Doctors say a new wave of research into CF drug delivery, however, could benefit everyone. That hour or more that patients spend twice daily on the nebulizer is a lot to ask, UNC's Boucher says. He believes the next breakthroughs will come from combining agents, both new and old, into a single-administration mist.
Boucher is a general pulmonologist, so in addition to his CF patients he sees many asthma sufferers who take a few puffs on an inhaler in the morning and evening. He doesn't see why that type of approach couldn't work for CF. "If we could reduce all the CF drugs to dry powders that could be puffed, that would be great," he says.

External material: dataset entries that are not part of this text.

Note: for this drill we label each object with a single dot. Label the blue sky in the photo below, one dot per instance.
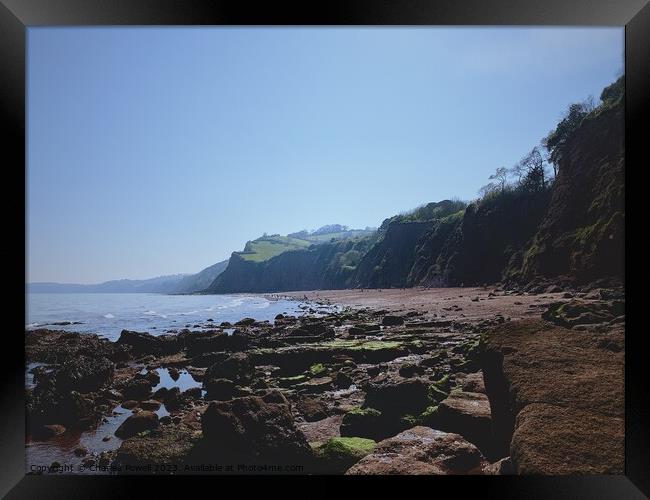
(156, 151)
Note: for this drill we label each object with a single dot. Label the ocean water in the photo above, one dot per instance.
(107, 314)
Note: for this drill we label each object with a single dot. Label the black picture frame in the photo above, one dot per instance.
(17, 15)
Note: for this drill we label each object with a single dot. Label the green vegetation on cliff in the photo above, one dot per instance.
(538, 226)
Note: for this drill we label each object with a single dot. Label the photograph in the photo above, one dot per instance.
(325, 250)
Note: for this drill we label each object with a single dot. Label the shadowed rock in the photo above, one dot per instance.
(421, 450)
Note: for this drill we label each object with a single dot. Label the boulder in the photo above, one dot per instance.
(421, 450)
(170, 445)
(174, 374)
(173, 399)
(467, 414)
(238, 367)
(583, 312)
(142, 421)
(398, 397)
(254, 427)
(143, 343)
(555, 440)
(473, 382)
(338, 454)
(151, 405)
(553, 387)
(410, 370)
(342, 380)
(138, 389)
(365, 422)
(220, 389)
(311, 409)
(198, 344)
(48, 431)
(392, 321)
(84, 374)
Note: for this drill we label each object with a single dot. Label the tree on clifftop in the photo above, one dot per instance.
(501, 176)
(533, 167)
(555, 141)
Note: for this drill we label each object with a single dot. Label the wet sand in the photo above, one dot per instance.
(444, 302)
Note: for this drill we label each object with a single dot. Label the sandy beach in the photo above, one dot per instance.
(469, 303)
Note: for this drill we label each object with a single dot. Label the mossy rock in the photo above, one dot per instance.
(362, 422)
(436, 395)
(442, 383)
(317, 369)
(340, 453)
(291, 381)
(428, 417)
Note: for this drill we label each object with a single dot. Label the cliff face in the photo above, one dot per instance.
(328, 265)
(388, 263)
(487, 245)
(582, 233)
(573, 229)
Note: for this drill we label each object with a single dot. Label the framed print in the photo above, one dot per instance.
(353, 240)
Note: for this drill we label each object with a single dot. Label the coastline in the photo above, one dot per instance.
(338, 387)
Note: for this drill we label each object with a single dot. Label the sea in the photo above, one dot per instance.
(107, 314)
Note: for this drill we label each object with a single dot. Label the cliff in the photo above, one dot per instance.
(582, 233)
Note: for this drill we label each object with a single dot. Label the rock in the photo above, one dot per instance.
(434, 360)
(555, 440)
(421, 450)
(152, 376)
(392, 320)
(342, 380)
(193, 393)
(80, 451)
(501, 468)
(150, 405)
(253, 427)
(199, 344)
(208, 359)
(398, 397)
(142, 343)
(473, 383)
(173, 399)
(174, 374)
(467, 414)
(160, 394)
(84, 374)
(410, 370)
(321, 430)
(219, 388)
(170, 445)
(338, 454)
(311, 409)
(316, 385)
(141, 421)
(580, 312)
(364, 422)
(48, 431)
(238, 367)
(578, 385)
(138, 389)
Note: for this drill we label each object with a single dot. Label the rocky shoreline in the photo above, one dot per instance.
(445, 381)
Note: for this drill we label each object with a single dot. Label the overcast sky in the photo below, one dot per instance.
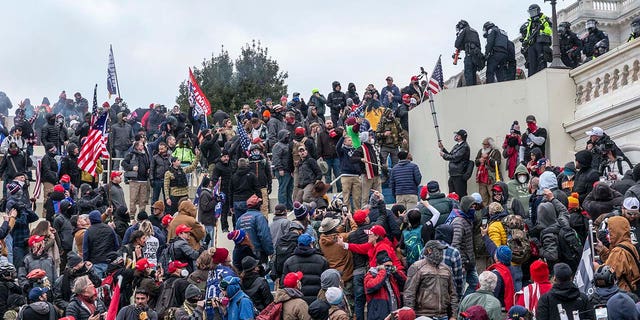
(55, 45)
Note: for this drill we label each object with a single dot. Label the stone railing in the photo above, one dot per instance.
(613, 71)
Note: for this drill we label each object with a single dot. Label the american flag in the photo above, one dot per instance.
(245, 142)
(112, 83)
(436, 82)
(95, 144)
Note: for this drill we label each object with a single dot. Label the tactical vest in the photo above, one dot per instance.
(179, 178)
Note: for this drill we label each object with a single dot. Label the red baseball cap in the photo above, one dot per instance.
(144, 264)
(182, 228)
(35, 239)
(378, 230)
(166, 220)
(175, 265)
(360, 216)
(291, 279)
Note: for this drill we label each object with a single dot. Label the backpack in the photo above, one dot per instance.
(412, 240)
(296, 155)
(272, 312)
(283, 251)
(166, 300)
(167, 255)
(517, 238)
(569, 245)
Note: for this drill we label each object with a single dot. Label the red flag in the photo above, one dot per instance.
(197, 99)
(115, 301)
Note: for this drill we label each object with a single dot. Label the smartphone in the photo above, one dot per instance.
(601, 313)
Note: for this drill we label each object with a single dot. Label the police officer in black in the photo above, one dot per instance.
(495, 51)
(635, 30)
(570, 46)
(596, 42)
(537, 40)
(468, 40)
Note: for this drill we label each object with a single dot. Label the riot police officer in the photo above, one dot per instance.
(495, 51)
(593, 38)
(467, 40)
(538, 40)
(570, 46)
(635, 30)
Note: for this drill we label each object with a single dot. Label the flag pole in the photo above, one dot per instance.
(115, 72)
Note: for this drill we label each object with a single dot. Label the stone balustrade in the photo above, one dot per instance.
(613, 71)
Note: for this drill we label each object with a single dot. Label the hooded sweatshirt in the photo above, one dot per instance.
(621, 252)
(187, 215)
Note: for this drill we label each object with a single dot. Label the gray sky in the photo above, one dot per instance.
(55, 45)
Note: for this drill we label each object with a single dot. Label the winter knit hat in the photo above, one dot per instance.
(573, 202)
(237, 236)
(334, 295)
(503, 254)
(300, 210)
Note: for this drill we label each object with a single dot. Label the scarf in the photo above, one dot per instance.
(507, 280)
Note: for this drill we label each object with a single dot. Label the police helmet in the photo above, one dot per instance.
(488, 25)
(604, 277)
(534, 10)
(462, 24)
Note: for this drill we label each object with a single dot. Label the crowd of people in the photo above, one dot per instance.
(353, 232)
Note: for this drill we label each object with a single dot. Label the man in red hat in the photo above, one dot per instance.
(377, 241)
(291, 297)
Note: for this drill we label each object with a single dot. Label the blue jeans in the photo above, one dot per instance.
(100, 269)
(516, 274)
(334, 166)
(471, 277)
(359, 298)
(157, 186)
(211, 231)
(285, 190)
(18, 256)
(239, 208)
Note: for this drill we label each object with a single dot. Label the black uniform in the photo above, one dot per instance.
(496, 51)
(468, 41)
(589, 43)
(570, 49)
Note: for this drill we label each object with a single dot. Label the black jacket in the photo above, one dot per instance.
(140, 159)
(258, 289)
(308, 261)
(458, 158)
(568, 295)
(79, 312)
(206, 207)
(336, 100)
(243, 185)
(49, 169)
(308, 172)
(159, 165)
(12, 164)
(223, 171)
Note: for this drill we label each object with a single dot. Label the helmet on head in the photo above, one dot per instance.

Designing better delivery systems for drugs is critical, Beall agrees. Patients&nbsp;would have an easier time maintaining their routine if it were less time-consuming and their medicines were more transportable. "That's going to be the next revolutionary movement," he says. If every goal is met, scientists are certain this will become a disease that patients live with rather than die from.
As for Youngblood, she managed to sleep a little later during summer vacation, but recently, she left home to start her freshman year at Macalester College, in St. Paul, Minn. Many adults with CF struggle to balance their therapy with work and social life, and her doctor has already talked to her about sticking to the schedule while she's away. The speech may not have been necessary, as Youngblood can attest: "I just feel better when I do it."